Marco Tulio Moreno Marques, a 43-year-old lawyer in Rio de Janeiro, lost both his parents in the crash. He did not bother watching the French investigators' public presentation, saying that without the black boxes, he was skeptical of any findings.

"I think it is difficult that they will ever find out what happened," he said. "They can say a flying saucer hit the plane, but if they don't find the black boxes we will never know for certain what happened."

'Significant' it landed belly up

Kieran Daly, editor of Air Transport Intelligence, said although investigators seem to know very little about what happened due to "a horrendous lack of evidence," it is significant that the plane landed the right way up.

"It suggests they were in some kind of flight attitude," he said.

But he warned that "without finding the black boxes it's going to be phenomenally difficult, maybe impossible, to determine what happened."

Bouillard said life vests found among the wreckage were not inflated, suggesting passengers were not prepared for a crash landing in the water. The pilots apparently also did not send any mayday calls.

He said there was "no information" suggesting a need to ground the world's fleet of more than 600 A330 planes as a result of the crash.

"As far as I'm concerned there's no problem flying these aircraft," he said.

Air France said all elements of the investigation "will be fully and immediately taken into account by the airline" and that it is continuing to cooperate with the investigators with "a commitment to total transparency with regard to the investigators, its passengers and the general public."

The black boxes — which are in reality bright orange — are resting somewhere on an underwater mountain range filled with crevasses and rough, uneven terrain. Bouillard said the search for them has been extended by 10 days through July 10, while his investigation would run through Aug. 15.

Bouillard said French investigators have yet to receive any information from Brazilian authorities about the results of the autopsies on the 51 bodies recovered from the site.

But a spokesman for the Public Safety Department in Brazil's Pernambuco state — in charge of the autopsies — denied that.

"French medical examiners are working together with Brazilian medical examiners and they have full access to all the information obtained from autopsies," the spokesman said on condition of anonymity according to department rules.

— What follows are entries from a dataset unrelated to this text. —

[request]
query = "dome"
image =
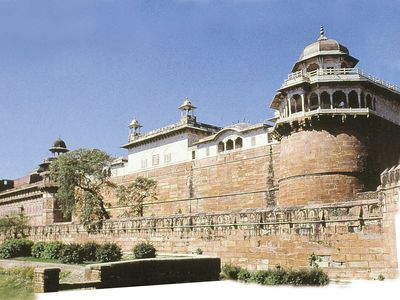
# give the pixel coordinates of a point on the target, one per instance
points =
(59, 144)
(134, 124)
(321, 47)
(325, 47)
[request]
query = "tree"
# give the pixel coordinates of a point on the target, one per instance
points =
(135, 194)
(80, 178)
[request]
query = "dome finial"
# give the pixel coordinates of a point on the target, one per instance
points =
(322, 33)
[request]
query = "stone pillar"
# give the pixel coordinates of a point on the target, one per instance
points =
(46, 280)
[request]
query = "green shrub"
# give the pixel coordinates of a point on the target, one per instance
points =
(38, 249)
(52, 250)
(15, 247)
(72, 254)
(244, 275)
(16, 283)
(231, 271)
(280, 276)
(89, 250)
(144, 250)
(260, 277)
(108, 252)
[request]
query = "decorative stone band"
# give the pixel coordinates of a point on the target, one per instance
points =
(355, 213)
(391, 177)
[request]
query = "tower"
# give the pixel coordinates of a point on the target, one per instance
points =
(339, 127)
(187, 111)
(134, 127)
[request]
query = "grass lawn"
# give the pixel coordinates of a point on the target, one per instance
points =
(16, 283)
(47, 260)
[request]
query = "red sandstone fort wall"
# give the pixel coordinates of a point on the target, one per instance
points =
(233, 181)
(317, 166)
(351, 239)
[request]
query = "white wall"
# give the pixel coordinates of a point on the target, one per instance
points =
(260, 136)
(175, 146)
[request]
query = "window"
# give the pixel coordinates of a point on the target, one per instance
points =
(167, 157)
(229, 145)
(269, 138)
(155, 160)
(221, 147)
(143, 163)
(253, 140)
(238, 143)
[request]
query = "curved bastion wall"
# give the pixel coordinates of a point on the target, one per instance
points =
(321, 166)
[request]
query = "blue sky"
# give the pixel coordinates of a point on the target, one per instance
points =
(81, 70)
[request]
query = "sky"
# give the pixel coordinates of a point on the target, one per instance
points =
(81, 70)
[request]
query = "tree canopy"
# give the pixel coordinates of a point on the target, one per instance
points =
(80, 176)
(135, 194)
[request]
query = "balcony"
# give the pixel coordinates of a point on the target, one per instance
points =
(342, 74)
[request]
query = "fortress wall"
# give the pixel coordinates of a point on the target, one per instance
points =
(351, 239)
(319, 166)
(232, 181)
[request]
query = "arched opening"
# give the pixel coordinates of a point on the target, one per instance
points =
(238, 143)
(339, 99)
(325, 100)
(362, 99)
(229, 145)
(221, 147)
(298, 105)
(369, 101)
(353, 99)
(313, 101)
(292, 105)
(312, 67)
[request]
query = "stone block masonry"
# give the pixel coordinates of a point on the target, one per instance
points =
(350, 239)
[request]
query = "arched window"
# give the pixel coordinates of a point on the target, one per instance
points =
(339, 99)
(229, 145)
(362, 100)
(298, 105)
(312, 67)
(369, 101)
(238, 143)
(221, 147)
(353, 99)
(292, 105)
(314, 101)
(325, 100)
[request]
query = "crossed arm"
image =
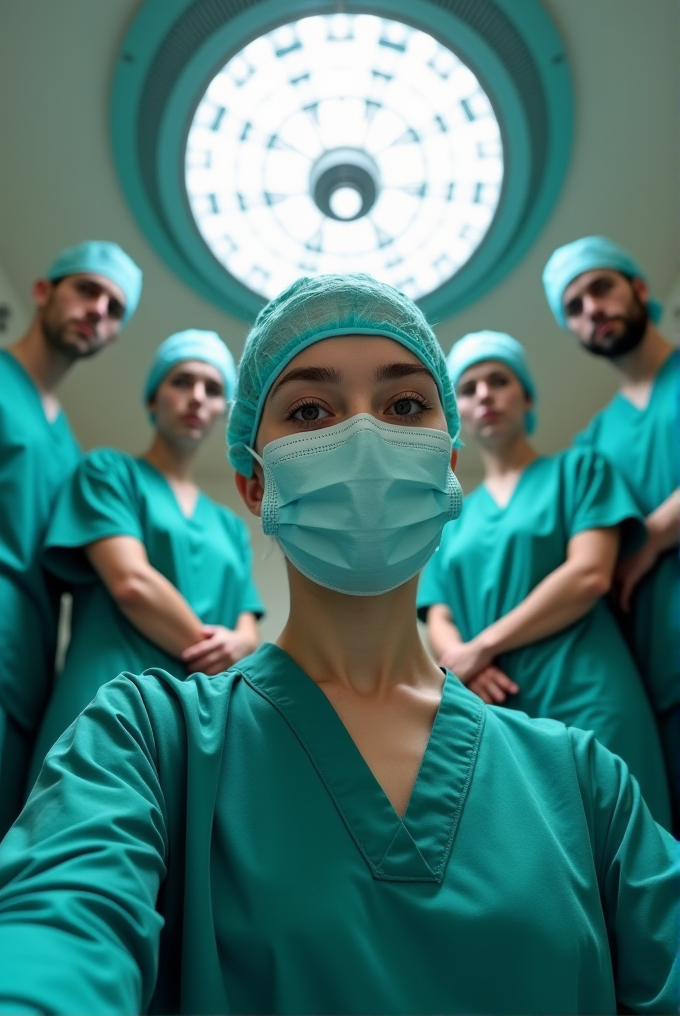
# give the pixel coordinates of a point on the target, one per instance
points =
(562, 597)
(160, 612)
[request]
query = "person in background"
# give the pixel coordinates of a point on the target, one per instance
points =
(598, 292)
(334, 825)
(514, 596)
(161, 573)
(84, 299)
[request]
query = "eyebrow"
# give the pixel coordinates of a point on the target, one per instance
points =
(328, 375)
(321, 375)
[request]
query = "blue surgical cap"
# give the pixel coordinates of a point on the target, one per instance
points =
(102, 258)
(314, 309)
(480, 345)
(584, 255)
(191, 344)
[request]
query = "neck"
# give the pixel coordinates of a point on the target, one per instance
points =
(640, 366)
(44, 365)
(175, 463)
(365, 643)
(507, 457)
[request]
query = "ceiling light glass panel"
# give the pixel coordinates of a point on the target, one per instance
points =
(344, 143)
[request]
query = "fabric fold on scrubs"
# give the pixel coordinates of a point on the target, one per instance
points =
(643, 446)
(492, 558)
(37, 456)
(207, 867)
(206, 557)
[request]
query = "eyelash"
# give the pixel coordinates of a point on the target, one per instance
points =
(412, 396)
(300, 404)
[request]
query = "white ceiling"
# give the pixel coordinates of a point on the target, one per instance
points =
(58, 185)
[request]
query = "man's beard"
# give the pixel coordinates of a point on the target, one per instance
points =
(635, 322)
(55, 336)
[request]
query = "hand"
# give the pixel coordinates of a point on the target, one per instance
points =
(466, 659)
(492, 686)
(218, 650)
(632, 569)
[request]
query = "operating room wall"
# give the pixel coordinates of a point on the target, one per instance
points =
(58, 185)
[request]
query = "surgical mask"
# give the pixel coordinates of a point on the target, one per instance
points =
(360, 507)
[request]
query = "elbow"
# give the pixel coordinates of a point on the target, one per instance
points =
(597, 584)
(128, 589)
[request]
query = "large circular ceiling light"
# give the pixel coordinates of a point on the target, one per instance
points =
(421, 141)
(344, 143)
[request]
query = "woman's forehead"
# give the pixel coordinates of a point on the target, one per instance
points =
(353, 351)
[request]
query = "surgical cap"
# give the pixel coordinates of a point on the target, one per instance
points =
(191, 344)
(102, 258)
(583, 255)
(480, 345)
(314, 309)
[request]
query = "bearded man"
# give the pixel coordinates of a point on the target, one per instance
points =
(598, 292)
(81, 304)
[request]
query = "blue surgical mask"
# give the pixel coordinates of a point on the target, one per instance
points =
(360, 507)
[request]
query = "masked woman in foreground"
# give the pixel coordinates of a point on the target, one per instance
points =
(335, 825)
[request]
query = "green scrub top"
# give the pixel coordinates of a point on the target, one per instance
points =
(492, 558)
(644, 446)
(36, 458)
(236, 854)
(207, 557)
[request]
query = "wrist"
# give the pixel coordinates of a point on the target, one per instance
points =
(488, 642)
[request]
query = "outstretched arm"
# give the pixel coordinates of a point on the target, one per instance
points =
(81, 868)
(490, 683)
(663, 527)
(563, 596)
(147, 598)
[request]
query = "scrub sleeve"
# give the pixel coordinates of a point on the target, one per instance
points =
(220, 844)
(490, 561)
(37, 456)
(206, 557)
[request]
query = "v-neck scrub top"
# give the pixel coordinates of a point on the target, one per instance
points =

Families of the victims met with officials from BEA, Air France and the French transport ministry before the report was released. An association of families addressed a letter to the CEO of Air France, Pierre-Henri Gourgeon, demanding answers to several questions about the plane.

Investigators should have an easier time recovering debris and clues in the crash of a Yemeni Airbus 310 with 153 people on board that went down Tuesday just nine miles north of the Indian Ocean island-nation of Comoros.